Complementary Light Switchable Proteins and Superresolution Reveal Moving Protein Complexes in Live Cells at Single Molecule Level

How complementary light switchable proteins work. Image from Xia et al. MBoC 2014

How complementary light switchable proteins work. Image from Xia et al. MBoC 2014

Cells are restless. They move during embryogenesis, tissue repair, regeneration, chemotaxis. Even in disease, tumor metastasis, cells get around. To do this, they have to keep reorganizing their cytoskeleton, removing pieces from one end of a microtubule and adding them to the front, like a railroad with a limited supply of tracks. The EB family of proteins helps regulate this process and can act as a scaffold for other proteins involved in pushing the microtubule chain forward.

Still, how these EB proteins function in space and time has remained a mystery. Now Peng Xia and Xuebiao Yao of the Hefei National Laboratory for Physical Sciences at the Nanoscale and University of Science and Technology of China, and their colleagues, describe in the December 11 issue of Molecular Biology of the Cell (MBoC) how they managed to visualize protein interactions at nanometer spatial resolution in live cells. Yao will also present at the 2014 ASCB/IFCB meeting in Philadelphia on December 8 at 1:30 pm in the ASCB Learning Center. The new method uses photoactivatable complementary fluorescent proteins (PACF) to observe and quantify protein-protein interactions in live cells at the single molecule level.

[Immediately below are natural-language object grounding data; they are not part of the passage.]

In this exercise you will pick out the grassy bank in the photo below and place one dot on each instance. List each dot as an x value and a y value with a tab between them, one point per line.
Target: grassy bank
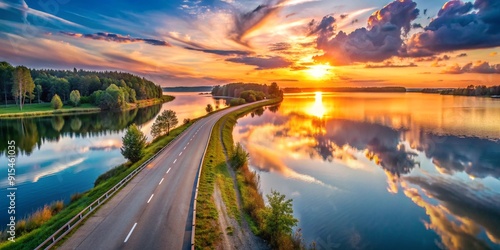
215	171
45	109
103	184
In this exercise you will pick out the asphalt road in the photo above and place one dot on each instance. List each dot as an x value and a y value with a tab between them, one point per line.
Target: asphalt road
154	210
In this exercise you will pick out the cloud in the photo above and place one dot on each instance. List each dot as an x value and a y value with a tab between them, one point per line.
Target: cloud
459	25
480	67
381	39
245	23
390	65
262	62
280	46
110	37
471	205
25	10
222	52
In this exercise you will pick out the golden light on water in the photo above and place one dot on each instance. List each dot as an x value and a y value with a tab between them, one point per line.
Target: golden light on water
319	71
318	109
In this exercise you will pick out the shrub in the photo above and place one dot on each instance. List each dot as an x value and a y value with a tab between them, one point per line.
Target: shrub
74	98
134	143
56	102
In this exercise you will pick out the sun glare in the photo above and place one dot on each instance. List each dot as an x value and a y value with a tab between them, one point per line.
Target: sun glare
318	109
319	71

Through clever biochemistry combined with superresolution imaging techniques similar to those that won this year’s Nobel Prize in Chemistry, Yao and Xia introduced two EB proteins into cells, one with half of a photoactivatable green fluorescent protein (PAGFP), and one with the other half of PAGFP. These complementary PAGFP pieces will only fluoresce if the EB proteins are in a complex together and photoactivated. They can also be switched off with a different wavelength of light. By activating and then bleaching subsets of EB molecules, the researchers could assemble super-resolution images of protein complexes.

Yao and Xia say their technique has already revealed a surprisingly critical role for a previously uncharacterized EB1 linker region in tracking microtubule plus-ends in live cells. The technique offered precise localization of dynamic microtubule plus-end hub protein EB1 dimers, and their distinct distributions at the leading edge and cell body of migrating cells, the researchers report. And their technique can be applied to the study of other protein complexes in unprecedented detail.